Today, I will be introducing JSR once again. I'm Leo, I work at Deano, I work on JSR, documentation generation and web APIs.
What is JSR? It's a new JavaScript registry, similar to npm, but it supports TypeScript out of the box. No setting up TSC, you upload TypeScript and it generates the files for you. It does not replace npm, however. It's built on top of it. You can still use npm packages alongside it. It's compatible across different run times, be it Node, Deano, Cloudflare workers, as long as they support Node modules, it works. Same goes for package managers, npm, pm, pm, yarn, and more. As long as you support Node modules, it will just work.
So why did we create JSR? It's due to the complexity of npm. As said, TypeScript is getting complicated, but everyone uses TypeScript nowadays, so why does not npm embrace it? The solution was, let's create an alternative built on top of it. Npm is not innovating at all. No TypeScript support, made very little changes, and seems more going for an enterprise route, but nothing for the open-source ecosystem. Our values are that JavaScript is one that progresses rapidly, and, again, npm doesn't really. The reason we created this is because npm is not advancing.

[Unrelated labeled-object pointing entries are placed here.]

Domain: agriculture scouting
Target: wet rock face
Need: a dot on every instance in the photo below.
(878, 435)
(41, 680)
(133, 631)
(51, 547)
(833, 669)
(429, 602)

Some additional features of npm is that we have GitHub Action integration directly, so via YDC tokens, you can run npm JSR publish and it will just publish. You don't need to put any tokens, it just authenticates that it is actually you. We have provenance attestations which, if using GitHub Actions, it will generate provenance for you which further proves that you published the package and that you are the real author and not that there is some man in the middle of some sort of stolen tokens, et cetera. Documentation generation is that JSR generates documentation for all your APIs directly for you. You don't need to set up TS docs or some other documentation generation tool. It does it straight for you.
So, demo time. This is going to be interesting. Let's take a look at JSR itself. It's a simple website. We can look for a package, make it bigger, and it's a popular middleware package similar to express from the npm ecosystem. It has a readme, I can click over to the docs, it has some exported types, classes, interfaces, et cetera, and some more documentation, the type parameters, properties, methods, all different information that one would need from a package is included. We also have a neat little score because people love to gamify things. Let's publish a package, shall we? So we're here, an empty directory, nothing fancy to see, and we will just create, actually, let's go to the browser, let me sign in quickly.